Child Witches Suffer in Congo
Sudarsan Raghavan writes in the Star Telegram:
Across the Democratic Republic of the Congo, thousands of girls and boys, as young as 4 years old, are accused by their families of practicing witchcraft. They are abused, abandoned and, in most cases, scarred for life. ... In a society that still believes that evil spirits bring misfortune, children are easy to blame for lost jobs, failed crops and other economic and personal problems. But two factors are contributing to the growth of the problem: the disruption of traditional family life caused by the ongoing war and the surge in revivalist churches whose preachers rail against Satan and witches as the causes of all woes.
What these innocent children have to endure is almost too terrible to even bear reading. Some even come to think that they do have supernatural powers or they blame themselves for the fact that their families have rejected them. Sometimes it seems as if the evils of religion knows no boundaries.
Granted, religion is not entirely to blame here - the civil war and grinding poverty are also key ingredients.

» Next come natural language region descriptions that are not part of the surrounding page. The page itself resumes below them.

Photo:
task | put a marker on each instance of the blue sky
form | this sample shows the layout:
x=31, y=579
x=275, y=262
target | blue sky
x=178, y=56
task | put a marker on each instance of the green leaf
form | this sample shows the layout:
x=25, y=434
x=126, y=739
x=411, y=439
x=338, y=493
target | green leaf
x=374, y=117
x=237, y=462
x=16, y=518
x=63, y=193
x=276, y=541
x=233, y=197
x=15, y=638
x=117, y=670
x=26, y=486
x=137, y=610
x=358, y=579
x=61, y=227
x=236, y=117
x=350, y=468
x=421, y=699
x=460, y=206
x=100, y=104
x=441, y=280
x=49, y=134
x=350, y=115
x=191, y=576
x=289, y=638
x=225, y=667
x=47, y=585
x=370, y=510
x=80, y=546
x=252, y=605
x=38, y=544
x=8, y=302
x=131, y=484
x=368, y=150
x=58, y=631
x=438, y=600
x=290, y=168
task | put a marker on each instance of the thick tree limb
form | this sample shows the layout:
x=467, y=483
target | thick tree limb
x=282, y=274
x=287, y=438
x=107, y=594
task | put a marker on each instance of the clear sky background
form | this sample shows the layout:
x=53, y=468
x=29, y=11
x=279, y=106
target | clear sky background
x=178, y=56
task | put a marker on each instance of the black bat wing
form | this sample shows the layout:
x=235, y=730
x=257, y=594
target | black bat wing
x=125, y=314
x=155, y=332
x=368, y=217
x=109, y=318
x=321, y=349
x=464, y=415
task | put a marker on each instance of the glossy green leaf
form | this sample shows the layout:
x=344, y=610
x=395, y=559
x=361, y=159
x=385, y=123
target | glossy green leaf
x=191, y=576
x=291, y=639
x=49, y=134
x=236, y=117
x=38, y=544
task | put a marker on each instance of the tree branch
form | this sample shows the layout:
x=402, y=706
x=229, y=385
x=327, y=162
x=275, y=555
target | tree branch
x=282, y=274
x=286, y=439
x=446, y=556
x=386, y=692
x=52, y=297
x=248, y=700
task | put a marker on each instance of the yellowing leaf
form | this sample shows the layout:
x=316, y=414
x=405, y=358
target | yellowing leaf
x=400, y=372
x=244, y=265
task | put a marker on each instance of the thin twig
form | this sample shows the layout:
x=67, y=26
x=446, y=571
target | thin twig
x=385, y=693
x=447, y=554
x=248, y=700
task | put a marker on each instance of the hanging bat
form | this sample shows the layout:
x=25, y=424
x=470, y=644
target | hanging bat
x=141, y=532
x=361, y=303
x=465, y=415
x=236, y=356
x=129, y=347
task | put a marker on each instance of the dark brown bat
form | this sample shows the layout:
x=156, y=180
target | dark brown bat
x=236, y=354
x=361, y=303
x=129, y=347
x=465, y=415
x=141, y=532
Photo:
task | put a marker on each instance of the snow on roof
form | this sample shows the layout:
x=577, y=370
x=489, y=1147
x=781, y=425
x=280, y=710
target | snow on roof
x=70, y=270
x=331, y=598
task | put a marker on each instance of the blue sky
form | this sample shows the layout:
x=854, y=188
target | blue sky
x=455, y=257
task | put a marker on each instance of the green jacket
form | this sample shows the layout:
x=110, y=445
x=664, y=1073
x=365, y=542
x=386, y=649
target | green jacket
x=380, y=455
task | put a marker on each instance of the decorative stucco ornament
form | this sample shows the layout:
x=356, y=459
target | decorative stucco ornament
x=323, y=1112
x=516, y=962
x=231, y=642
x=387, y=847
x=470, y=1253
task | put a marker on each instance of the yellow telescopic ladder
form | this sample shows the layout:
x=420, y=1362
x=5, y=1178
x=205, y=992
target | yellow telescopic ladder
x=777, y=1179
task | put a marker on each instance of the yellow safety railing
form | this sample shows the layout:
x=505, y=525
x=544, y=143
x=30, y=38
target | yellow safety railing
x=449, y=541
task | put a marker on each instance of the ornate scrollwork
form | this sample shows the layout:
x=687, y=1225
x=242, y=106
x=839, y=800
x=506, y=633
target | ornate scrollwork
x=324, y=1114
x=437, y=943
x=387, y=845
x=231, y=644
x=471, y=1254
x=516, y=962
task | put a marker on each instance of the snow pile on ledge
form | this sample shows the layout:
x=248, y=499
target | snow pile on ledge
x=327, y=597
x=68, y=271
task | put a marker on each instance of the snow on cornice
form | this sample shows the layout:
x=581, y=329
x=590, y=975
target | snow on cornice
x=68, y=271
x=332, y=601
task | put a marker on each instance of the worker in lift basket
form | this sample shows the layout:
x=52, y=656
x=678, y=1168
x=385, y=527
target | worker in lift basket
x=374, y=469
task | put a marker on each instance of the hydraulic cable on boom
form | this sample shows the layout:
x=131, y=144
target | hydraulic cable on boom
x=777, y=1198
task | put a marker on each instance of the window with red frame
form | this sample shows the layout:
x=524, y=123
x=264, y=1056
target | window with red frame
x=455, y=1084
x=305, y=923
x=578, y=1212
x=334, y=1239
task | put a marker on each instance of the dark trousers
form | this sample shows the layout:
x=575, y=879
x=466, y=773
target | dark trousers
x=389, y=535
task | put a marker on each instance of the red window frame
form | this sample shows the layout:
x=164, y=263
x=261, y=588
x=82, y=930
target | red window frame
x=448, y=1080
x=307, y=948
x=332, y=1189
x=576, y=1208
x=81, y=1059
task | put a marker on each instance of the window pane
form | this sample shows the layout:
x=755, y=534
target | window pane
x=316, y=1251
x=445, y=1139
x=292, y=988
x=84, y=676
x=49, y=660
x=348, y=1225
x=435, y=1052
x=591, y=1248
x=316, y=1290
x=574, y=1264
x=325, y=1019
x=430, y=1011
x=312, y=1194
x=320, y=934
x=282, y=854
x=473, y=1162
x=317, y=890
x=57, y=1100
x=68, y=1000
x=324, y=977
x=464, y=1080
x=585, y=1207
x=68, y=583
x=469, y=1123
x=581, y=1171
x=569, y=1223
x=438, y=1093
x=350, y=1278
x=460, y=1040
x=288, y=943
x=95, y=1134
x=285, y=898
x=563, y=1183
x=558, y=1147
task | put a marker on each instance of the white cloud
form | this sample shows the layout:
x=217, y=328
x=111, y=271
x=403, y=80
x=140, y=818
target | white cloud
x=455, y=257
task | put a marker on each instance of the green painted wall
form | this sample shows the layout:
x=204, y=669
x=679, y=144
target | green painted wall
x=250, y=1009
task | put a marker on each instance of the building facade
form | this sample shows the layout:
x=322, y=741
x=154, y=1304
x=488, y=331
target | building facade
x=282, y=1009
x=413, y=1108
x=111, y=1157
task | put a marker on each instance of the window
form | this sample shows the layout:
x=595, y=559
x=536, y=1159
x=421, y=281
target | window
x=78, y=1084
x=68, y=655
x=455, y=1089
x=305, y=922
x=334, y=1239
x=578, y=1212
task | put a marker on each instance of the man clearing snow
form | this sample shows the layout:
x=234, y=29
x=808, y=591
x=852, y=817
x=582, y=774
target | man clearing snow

Nevertheless, the basic mythological structure provided by religion is what creates the models of witchcraft and demon possession as a possible explanation in the first place. Without religion some other form of violence might appear, but that doesn't excuse religion's pivotal role in the present. Religious leaders who teach that witchcraft and demon possession exist and that they are explanations for people's ills bear moral and social responsibility for the atrocities being committed against children in the Congo.